Whisnant A R, Johnston S E, Gilman S D
Department of Chemistry, The University of Tennessee, Knoxville 37996-1600, USA.
Electrophoresis. 2000 Apr;21(7):1341-8. doi: 10.1002/(SICI)1522-2683(20000401)21:7<1341::AID-ELPS1341>3.0.CO;2-9.

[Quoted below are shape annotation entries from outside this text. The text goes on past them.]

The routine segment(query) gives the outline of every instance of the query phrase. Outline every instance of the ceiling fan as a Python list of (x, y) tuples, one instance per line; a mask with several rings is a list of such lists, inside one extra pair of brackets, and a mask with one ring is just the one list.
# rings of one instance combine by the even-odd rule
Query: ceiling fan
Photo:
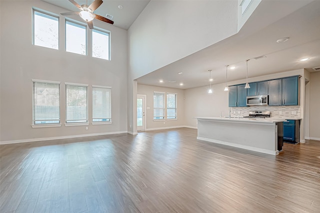
[(111, 24), (114, 24), (114, 21), (105, 18), (104, 16), (102, 16), (101, 15), (94, 13), (94, 11), (96, 10), (96, 8), (98, 8), (103, 2), (102, 0), (94, 0), (94, 2), (92, 2), (90, 5), (88, 5), (88, 0), (86, 0), (86, 4), (82, 4), (82, 5), (80, 5), (80, 4), (76, 2), (74, 0), (68, 0), (73, 3), (76, 6), (78, 7), (81, 11), (80, 11), (80, 12), (62, 12), (60, 13), (62, 15), (80, 15), (80, 17), (81, 17), (86, 22), (86, 23), (90, 29), (94, 28), (94, 24), (92, 22), (92, 20), (94, 18), (100, 20), (102, 21), (104, 21)]

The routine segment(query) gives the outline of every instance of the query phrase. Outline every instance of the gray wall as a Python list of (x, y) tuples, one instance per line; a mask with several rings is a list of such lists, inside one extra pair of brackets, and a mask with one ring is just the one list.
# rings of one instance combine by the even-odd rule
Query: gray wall
[[(91, 35), (88, 35), (88, 54), (64, 50), (64, 18), (60, 16), (59, 50), (32, 44), (32, 7), (56, 14), (65, 9), (41, 1), (1, 1), (1, 119), (0, 141), (126, 132), (127, 31), (94, 20), (96, 26), (111, 32), (111, 59), (90, 56)], [(72, 16), (81, 20), (78, 16)], [(6, 21), (4, 21), (6, 20)], [(88, 31), (88, 32), (90, 32)], [(60, 81), (60, 127), (32, 128), (32, 79)], [(88, 84), (89, 121), (92, 118), (92, 85), (112, 87), (110, 125), (66, 127), (64, 82)]]

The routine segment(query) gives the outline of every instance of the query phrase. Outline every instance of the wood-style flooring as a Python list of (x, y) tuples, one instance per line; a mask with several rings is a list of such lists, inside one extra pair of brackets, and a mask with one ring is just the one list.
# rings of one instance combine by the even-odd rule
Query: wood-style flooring
[(0, 213), (320, 213), (320, 142), (277, 156), (179, 128), (0, 146)]

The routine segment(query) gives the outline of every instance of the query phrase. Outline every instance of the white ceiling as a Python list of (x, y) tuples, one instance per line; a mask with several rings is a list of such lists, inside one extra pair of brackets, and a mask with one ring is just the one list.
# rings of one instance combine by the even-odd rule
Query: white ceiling
[[(262, 1), (236, 34), (142, 76), (137, 79), (138, 83), (180, 89), (208, 85), (210, 69), (213, 84), (225, 82), (226, 64), (236, 67), (228, 69), (228, 81), (244, 79), (245, 60), (262, 55), (266, 57), (248, 62), (249, 78), (302, 68), (313, 71), (311, 68), (320, 66), (320, 1), (312, 2), (259, 29), (256, 26), (266, 18), (272, 18), (276, 11), (281, 12), (280, 1)], [(280, 3), (286, 6), (292, 2)], [(273, 11), (262, 14), (267, 8)], [(252, 32), (254, 27), (258, 30)], [(286, 36), (290, 39), (286, 42), (276, 42)], [(310, 59), (299, 60), (306, 57)], [(180, 72), (183, 74), (178, 74)], [(160, 83), (160, 80), (164, 82)]]
[[(78, 11), (78, 9), (68, 0), (42, 0), (52, 4), (64, 8), (66, 11)], [(74, 0), (79, 4), (86, 4), (86, 0)], [(144, 10), (150, 0), (103, 0), (104, 2), (94, 13), (106, 17), (106, 14), (113, 15), (112, 19), (114, 25), (118, 27), (128, 29), (131, 24)], [(92, 3), (93, 0), (88, 0), (88, 5)], [(120, 9), (118, 6), (122, 6)], [(94, 21), (100, 21), (94, 20)]]

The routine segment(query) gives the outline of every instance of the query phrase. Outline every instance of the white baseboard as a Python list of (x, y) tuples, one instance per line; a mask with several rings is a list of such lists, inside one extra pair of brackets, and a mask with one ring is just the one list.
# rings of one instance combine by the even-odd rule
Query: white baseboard
[(212, 142), (216, 144), (222, 144), (224, 145), (229, 146), (233, 147), (236, 147), (238, 148), (244, 149), (248, 150), (253, 151), (254, 152), (261, 152), (265, 154), (268, 154), (269, 155), (277, 155), (279, 154), (278, 151), (272, 151), (264, 149), (260, 149), (256, 147), (250, 147), (248, 146), (242, 145), (241, 144), (234, 144), (233, 143), (226, 142), (225, 141), (219, 141), (218, 140), (210, 139), (210, 138), (202, 138), (201, 137), (197, 137), (198, 140), (201, 140), (202, 141), (208, 141), (209, 142)]
[(14, 141), (0, 141), (0, 145), (18, 144), (19, 143), (34, 142), (36, 141), (51, 141), (52, 140), (66, 139), (68, 138), (81, 138), (82, 137), (98, 136), (100, 135), (113, 135), (116, 134), (127, 133), (127, 131), (104, 132), (102, 133), (86, 134), (84, 135), (68, 135), (66, 136), (52, 137), (49, 138), (31, 138), (30, 139), (16, 140)]

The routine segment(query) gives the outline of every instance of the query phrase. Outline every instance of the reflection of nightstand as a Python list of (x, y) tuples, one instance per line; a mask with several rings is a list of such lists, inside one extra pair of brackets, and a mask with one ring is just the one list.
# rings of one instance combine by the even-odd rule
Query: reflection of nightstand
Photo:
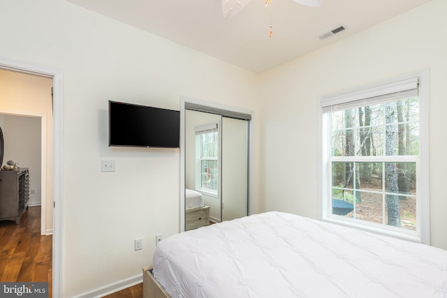
[(210, 206), (186, 209), (186, 230), (195, 229), (210, 224)]

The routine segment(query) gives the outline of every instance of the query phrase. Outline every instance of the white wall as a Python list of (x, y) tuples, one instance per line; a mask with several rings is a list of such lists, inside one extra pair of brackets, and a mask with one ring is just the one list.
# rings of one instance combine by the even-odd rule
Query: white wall
[(430, 68), (431, 237), (447, 249), (446, 11), (447, 1), (433, 0), (260, 76), (265, 210), (317, 216), (319, 97)]
[(63, 296), (140, 276), (154, 235), (179, 230), (179, 150), (108, 147), (108, 100), (256, 110), (254, 75), (63, 0), (0, 7), (0, 58), (63, 72)]

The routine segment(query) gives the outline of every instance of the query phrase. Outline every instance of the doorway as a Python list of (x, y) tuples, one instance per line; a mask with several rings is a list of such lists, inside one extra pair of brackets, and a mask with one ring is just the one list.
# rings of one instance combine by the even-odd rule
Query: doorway
[[(62, 154), (62, 143), (61, 143), (61, 128), (62, 128), (62, 75), (61, 73), (59, 70), (50, 70), (45, 69), (40, 67), (30, 66), (28, 65), (24, 65), (19, 63), (12, 62), (9, 61), (4, 61), (0, 59), (0, 70), (2, 71), (10, 71), (12, 73), (16, 74), (26, 74), (31, 75), (31, 76), (36, 77), (43, 77), (45, 78), (50, 79), (52, 82), (52, 102), (51, 105), (52, 105), (52, 117), (53, 117), (53, 123), (52, 123), (52, 137), (53, 137), (53, 144), (51, 146), (50, 149), (52, 151), (52, 154), (51, 156), (48, 158), (52, 157), (53, 164), (50, 169), (47, 169), (47, 170), (52, 171), (52, 178), (50, 179), (50, 188), (52, 190), (52, 198), (50, 200), (50, 202), (47, 202), (43, 198), (46, 198), (46, 193), (42, 193), (42, 203), (46, 203), (45, 206), (47, 208), (45, 209), (45, 214), (46, 211), (49, 209), (50, 211), (52, 211), (52, 214), (45, 215), (45, 216), (42, 216), (42, 218), (45, 218), (45, 223), (50, 221), (52, 223), (52, 228), (51, 231), (47, 231), (45, 228), (45, 231), (42, 231), (41, 233), (52, 233), (52, 296), (53, 297), (61, 297), (61, 234), (60, 230), (61, 229), (61, 221), (60, 217), (60, 211), (61, 211), (61, 154)], [(51, 90), (49, 91), (50, 92), (50, 96), (49, 96), (51, 98)], [(13, 105), (10, 105), (11, 102), (8, 102), (8, 104), (5, 105), (1, 108), (2, 112), (6, 112), (7, 114), (27, 114), (27, 113), (18, 113), (17, 110), (21, 110), (21, 109), (17, 109), (17, 107), (13, 107)], [(30, 114), (27, 116), (33, 116), (41, 117), (42, 122), (42, 135), (43, 137), (48, 137), (47, 134), (46, 128), (47, 126), (47, 119), (45, 114), (39, 114), (39, 113), (33, 113), (28, 112)], [(45, 144), (45, 148), (44, 148)], [(46, 142), (42, 142), (42, 165), (43, 167), (43, 164), (46, 165), (47, 161), (47, 147)], [(43, 162), (45, 161), (45, 163)], [(46, 176), (46, 174), (45, 174)], [(43, 180), (43, 179), (42, 179)], [(42, 188), (42, 191), (45, 191), (44, 189), (46, 189), (47, 186)], [(43, 229), (42, 229), (43, 230)]]
[(195, 226), (187, 222), (191, 191), (209, 207), (212, 222), (247, 216), (251, 114), (186, 99), (181, 117), (180, 230)]

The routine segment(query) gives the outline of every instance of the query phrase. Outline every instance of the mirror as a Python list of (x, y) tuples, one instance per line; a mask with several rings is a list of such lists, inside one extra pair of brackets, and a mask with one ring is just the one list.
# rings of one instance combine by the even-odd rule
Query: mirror
[(188, 109), (184, 118), (185, 230), (248, 215), (249, 121)]

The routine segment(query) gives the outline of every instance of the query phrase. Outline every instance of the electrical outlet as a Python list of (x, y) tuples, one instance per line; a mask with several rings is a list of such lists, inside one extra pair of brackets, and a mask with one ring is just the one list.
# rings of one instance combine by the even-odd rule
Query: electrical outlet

An analytical method for studying enzyme inhibition has been developed using capillary electrophoresis with laser-induced fluorescence detection. This technique is based on electrophoretic mixing of zones of enzyme and inhibitor in substrate-filled capillaries. Enzyme catalytic activity is measured by detecting the fluorescent reaction product as it migrates past the detector. Reversible enzyme inhibition is indicated by a transient decrease in product formation. The enzyme, alkaline phosphatase, has been studied using the fluorogenic substrate AttoPhos ([2,2'-bibenzothiazol]-6-hydroxy-benzthiazole phosphate). This assay has been used to quantify theophylline, a noncompetitive, reversible inhibitor of alkaline phosphatase. The detection limit for theophylline is estimated at 3 microM, and 8.6 amole of alkaline phosphatase are required for each assay. The calculated K(i) for theophylline is 90 microM for the capillary electrophoretic enzyme-inhibitor assays.
已开发出一种利用毛细管电泳结合激光诱导荧光检测来研究酶抑制作用的分析方法。该技术基于在充满底物的毛细管中酶和抑制剂区域的电泳混合。通过检测荧光反应产物迁移经过检测器时的情况来测定酶的催化活性。产物形成的短暂减少表明存在可逆酶抑制作用。已使用荧光底物AttoPhos([2,2'-联苯并噻唑]-6-羟基-苯并噻唑磷酸酯)对碱性磷酸酶进行了研究。该测定法已用于定量茶碱,茶碱是碱性磷酸酶的一种非竞争性、可逆抑制剂。茶碱的检测限估计为3 microM,每次测定需要8.6 amole的碱性磷酸酶。毛细管电泳酶抑制剂测定中茶碱的计算解离常数(K(i))为90 microM。